Я, честно говоря, надежд духовного брата не разделял — и оказался прав. На обратном пути потребовалось аж две коррекции. И если после первой горючего еще теоретически, без всякого запаса и даже с небольшим минусом, но все же как-то могло хватить для торможения при переходе на околоземную орбиту, то вторая коррекция ставила на этом жирный крест. Правда, она прошла в пятидесяти пяти тысячах километрах от Земли.
— Можно попробовать смотаться в двадцать первый век, — предложил Антонов.
— Зачем?
— Тебе-то, может, и незачем, а у меня там лежит организм, и я за него волнуюсь.
— Ну да, какую секунду он там лежит — пятую или шестую? Думаешь, с ним за такое время могло что-нибудь случится?
— По идее не могло, но проверить все равно надо.
И тут случилось невероятное — Антонов исчез. Я с удивлением почувствовал, что никакой второй личности в моем сознании нет — совсем. И поддержанием организма в тонусе теперь надо заниматься мне, а это ой как не просто. Не потерять бы сознание от духоты, атмосфера в корабле к концу полета отвратная, резервный поглотитель тоже почти сдох, затекли обе ноги, голова кружится, тошнит, пульс частит… да за что же хвататься в первую очередь?
Но мой пессимизм даже не успел дойти до максимума, как Антонов вернулся. Странно так говорить о виртуальной личности, но он был отдохнувшим, отоспавшимся и отъевшимся до того, что аж лоснился. И я все, что с ним происходило, воспринимаю как сон! А резервную копию с него я сразу снять не догадался и теперь помню только два эпизода, да и то смутно. Первый — Антонов стоит у открытой двери холодильника и пьет из горла боржоми, при этом плотоядно косясь на залежи банок с лососем и черной икрой. И второй — он целуется со своей Мариной, а его шаловливые ручонки уже перебрались с талии дамы на пониже.
— Сколько тут у тебя прошло, целых пятнадцать секунд? — поинтересовался он. — А у меня почти двое суток. Э, да что тут с тобой такое? Так ведь и копыта недолго отбросить! Ну-ка, уйди на второй план, я постараюсь привести твое здоровье в идеал.
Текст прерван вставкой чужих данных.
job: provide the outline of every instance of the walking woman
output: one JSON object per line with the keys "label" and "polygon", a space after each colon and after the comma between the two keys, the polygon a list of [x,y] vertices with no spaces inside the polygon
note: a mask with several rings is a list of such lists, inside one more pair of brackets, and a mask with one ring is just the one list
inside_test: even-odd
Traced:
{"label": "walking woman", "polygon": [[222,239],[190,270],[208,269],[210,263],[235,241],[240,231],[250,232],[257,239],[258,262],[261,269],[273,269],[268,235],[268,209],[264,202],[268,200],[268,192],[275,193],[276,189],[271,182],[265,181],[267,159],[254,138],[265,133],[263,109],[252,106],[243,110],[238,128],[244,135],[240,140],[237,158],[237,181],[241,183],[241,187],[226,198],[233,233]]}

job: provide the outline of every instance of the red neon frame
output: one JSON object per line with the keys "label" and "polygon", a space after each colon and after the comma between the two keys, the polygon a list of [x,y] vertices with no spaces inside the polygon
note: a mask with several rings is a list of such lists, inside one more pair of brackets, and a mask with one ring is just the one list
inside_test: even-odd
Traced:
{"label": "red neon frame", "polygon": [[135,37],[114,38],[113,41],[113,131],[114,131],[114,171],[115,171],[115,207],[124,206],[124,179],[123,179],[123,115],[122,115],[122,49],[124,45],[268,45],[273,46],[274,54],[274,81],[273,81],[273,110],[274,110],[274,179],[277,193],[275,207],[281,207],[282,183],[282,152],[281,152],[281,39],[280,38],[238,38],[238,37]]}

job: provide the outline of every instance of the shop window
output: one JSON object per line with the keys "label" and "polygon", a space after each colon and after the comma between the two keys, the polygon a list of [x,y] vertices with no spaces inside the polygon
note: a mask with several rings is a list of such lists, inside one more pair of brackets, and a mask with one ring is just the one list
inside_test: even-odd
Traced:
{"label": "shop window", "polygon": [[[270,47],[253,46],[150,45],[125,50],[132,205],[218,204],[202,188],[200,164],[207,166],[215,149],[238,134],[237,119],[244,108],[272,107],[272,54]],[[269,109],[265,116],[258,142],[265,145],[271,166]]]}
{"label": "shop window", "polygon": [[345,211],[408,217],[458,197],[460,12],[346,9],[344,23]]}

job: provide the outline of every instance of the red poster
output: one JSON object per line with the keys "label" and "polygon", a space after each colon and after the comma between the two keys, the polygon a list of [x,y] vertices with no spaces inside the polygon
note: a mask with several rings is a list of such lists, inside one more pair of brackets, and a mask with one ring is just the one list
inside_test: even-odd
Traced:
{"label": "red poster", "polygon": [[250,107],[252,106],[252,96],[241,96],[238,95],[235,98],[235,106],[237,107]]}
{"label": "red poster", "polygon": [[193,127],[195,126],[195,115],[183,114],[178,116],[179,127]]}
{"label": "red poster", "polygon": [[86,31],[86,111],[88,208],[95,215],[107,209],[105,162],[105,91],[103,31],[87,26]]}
Минут за пятнадцать организм Скворцова был приведен в относительный порядок. Не в идеал, конечно, но теперь он хотя бы снова стал работоспособным.
— Все, вылезай из тени, начинай работать, а я, как раньше, буду тебя со второго плана поддерживать, — предложил Антонов. — А то у тебя тут уже Земля разоряется, волнуются люди.
Действительно, из динамика доносился напряженный голос Фроловского:
— Барсук, Барсук, ответьте!
Барсук — это был мой позывной в данном полете.
— Барсук, Барсук! Вить, да что там с тобой?
— Уже нормально, — сказал я. — Пришлось отвлечься на сеанс аутотренинга, без него был риск в самый ответственный момент потерять сознание. Сейчас все в порядке. Когда будет готов расчет для входа в атмосферу?
— Минут через сорок, данные уже введены.
— Ладно, тогда я слегка вздремну.
То, что сон будет в двадцать первом веке, я, естественно, не уточнял.